Foi numa Sexta Feira Santa. Com os dezassete anos feitos há dois meses, tinha atingido a idade em que me era permitida a entrada nos filmes para adultos.
Como podia perder este? Nem por nada!
Nessa noite, o Cinema Vale de Cambra, apresentava um filme de terror (sobre vampiros), género com o qual (apesar do medo) me identificava, até porque, ainda recentemente, tinha adquirido o romance de Abraham Stoker, Drácula.

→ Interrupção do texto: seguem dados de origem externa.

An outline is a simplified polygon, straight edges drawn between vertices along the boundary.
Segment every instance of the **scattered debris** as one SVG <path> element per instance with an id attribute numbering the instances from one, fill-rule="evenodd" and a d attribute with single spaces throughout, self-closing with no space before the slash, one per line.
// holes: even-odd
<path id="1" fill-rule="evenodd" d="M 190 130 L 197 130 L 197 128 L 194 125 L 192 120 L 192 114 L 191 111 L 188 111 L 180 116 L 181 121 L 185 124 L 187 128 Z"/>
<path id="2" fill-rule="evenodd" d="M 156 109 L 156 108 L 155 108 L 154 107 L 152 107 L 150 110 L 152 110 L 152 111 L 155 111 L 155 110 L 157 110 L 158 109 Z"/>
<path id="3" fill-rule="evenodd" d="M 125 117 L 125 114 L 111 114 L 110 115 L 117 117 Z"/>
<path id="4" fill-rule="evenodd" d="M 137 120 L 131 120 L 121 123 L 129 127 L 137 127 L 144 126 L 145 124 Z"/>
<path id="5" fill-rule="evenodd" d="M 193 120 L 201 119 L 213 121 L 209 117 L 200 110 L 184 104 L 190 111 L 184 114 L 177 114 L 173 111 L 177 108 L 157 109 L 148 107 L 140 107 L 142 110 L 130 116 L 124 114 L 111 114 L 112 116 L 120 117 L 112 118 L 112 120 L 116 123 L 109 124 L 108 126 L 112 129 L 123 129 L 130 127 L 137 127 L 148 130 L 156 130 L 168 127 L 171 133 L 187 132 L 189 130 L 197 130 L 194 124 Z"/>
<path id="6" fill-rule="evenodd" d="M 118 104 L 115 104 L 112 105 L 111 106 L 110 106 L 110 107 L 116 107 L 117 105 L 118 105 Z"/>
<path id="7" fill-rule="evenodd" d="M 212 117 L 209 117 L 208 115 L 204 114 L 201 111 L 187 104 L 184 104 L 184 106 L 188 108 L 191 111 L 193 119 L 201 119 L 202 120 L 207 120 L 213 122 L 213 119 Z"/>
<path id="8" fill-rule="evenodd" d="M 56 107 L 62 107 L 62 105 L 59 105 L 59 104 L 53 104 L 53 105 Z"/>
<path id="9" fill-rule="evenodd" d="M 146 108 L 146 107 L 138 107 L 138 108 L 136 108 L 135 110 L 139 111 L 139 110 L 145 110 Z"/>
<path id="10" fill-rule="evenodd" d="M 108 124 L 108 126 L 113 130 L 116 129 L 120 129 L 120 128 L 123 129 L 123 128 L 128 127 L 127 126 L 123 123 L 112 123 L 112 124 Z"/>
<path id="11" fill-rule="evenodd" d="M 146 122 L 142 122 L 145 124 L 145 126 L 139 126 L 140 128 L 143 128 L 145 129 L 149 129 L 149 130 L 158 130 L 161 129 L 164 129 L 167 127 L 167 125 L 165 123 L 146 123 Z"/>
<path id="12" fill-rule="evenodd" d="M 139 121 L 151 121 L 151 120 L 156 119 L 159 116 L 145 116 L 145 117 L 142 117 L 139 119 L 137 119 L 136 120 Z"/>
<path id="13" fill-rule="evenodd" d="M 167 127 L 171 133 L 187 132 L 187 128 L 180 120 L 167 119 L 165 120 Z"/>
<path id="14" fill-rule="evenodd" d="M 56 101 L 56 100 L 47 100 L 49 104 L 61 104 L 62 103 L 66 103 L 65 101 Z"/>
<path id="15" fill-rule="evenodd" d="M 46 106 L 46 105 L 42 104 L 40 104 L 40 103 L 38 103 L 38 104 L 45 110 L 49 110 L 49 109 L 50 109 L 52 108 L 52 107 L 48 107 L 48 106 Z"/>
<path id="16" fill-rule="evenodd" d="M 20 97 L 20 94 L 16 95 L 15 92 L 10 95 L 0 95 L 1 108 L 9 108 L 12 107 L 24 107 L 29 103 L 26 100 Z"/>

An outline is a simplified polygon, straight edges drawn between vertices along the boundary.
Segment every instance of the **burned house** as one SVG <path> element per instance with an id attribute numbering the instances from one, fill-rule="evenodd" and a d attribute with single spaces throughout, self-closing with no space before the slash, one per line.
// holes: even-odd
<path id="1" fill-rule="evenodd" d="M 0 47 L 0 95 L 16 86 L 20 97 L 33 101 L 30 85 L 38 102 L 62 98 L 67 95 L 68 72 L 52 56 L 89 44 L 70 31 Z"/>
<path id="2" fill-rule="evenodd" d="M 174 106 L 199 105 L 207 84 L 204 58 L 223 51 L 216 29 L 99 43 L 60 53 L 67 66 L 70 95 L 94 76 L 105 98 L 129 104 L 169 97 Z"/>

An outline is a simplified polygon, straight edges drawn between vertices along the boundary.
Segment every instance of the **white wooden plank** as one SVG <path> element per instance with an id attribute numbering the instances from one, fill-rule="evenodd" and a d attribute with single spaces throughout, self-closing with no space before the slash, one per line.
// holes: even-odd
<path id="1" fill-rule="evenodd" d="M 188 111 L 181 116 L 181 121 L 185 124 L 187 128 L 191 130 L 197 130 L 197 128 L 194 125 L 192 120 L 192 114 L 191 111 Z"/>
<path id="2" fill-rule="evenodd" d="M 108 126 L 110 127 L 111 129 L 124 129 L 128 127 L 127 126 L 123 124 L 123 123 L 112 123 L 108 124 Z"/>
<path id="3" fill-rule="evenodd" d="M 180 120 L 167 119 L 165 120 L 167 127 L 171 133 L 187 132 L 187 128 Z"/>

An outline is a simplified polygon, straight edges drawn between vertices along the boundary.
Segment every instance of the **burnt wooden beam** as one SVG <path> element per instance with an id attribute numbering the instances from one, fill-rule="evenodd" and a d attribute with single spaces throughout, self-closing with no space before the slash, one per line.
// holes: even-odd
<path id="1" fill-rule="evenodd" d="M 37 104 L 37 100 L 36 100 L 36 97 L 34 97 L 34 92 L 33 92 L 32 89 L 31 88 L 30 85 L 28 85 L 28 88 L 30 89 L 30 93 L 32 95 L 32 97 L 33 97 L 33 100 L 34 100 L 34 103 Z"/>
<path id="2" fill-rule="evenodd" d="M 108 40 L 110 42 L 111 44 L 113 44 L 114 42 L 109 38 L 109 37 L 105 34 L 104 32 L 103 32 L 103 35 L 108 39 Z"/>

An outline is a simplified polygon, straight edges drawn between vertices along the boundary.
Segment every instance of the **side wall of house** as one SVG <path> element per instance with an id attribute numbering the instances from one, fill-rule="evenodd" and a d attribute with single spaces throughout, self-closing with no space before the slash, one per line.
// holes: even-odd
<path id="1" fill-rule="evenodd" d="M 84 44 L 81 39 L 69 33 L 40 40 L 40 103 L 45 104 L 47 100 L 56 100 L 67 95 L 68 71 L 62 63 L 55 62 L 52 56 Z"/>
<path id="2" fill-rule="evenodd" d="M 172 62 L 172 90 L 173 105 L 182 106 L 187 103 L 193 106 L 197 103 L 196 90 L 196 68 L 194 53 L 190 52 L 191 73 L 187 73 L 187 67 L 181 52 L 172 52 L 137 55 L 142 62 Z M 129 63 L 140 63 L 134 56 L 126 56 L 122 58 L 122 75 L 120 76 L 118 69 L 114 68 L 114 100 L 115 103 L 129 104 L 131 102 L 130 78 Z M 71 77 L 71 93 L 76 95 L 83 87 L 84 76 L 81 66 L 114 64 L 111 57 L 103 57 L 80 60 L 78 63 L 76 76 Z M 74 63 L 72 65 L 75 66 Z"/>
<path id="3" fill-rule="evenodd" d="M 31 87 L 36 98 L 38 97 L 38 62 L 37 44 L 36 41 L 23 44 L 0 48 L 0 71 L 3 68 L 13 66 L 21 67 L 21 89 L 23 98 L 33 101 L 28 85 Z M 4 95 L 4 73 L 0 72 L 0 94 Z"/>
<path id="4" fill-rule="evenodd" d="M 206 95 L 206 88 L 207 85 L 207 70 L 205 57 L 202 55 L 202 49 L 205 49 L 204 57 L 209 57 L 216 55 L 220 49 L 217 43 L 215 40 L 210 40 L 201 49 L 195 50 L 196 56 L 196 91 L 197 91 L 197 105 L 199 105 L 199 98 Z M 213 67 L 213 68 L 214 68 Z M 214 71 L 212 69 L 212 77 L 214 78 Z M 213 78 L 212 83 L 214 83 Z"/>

Li à luz do candeeiro alguns capítulos. Quando a trama se tornou mais intensa, mesmo sem música e efeitos especiais, os pêlos do cachaço eriçavam-se. Fechei o livro e coloquei-o dentro duma gaveta, coberto por pilhas de papéis.
Só passados muitos meses, talvez mais de um ano, ganhei coragem para o ler na totalidade.
Voltemos ao acontecimento. Por motivos que não recordo, na noite em que o li, a ceia em minha casa, foi servida mais tarde que o habitual e, por isso, cheguei atrasado ao Café Central do Pinheiro Manso, local combinado para nos encontramos e irmos juntos ao cinema, a cuja matiné já tinha assistido.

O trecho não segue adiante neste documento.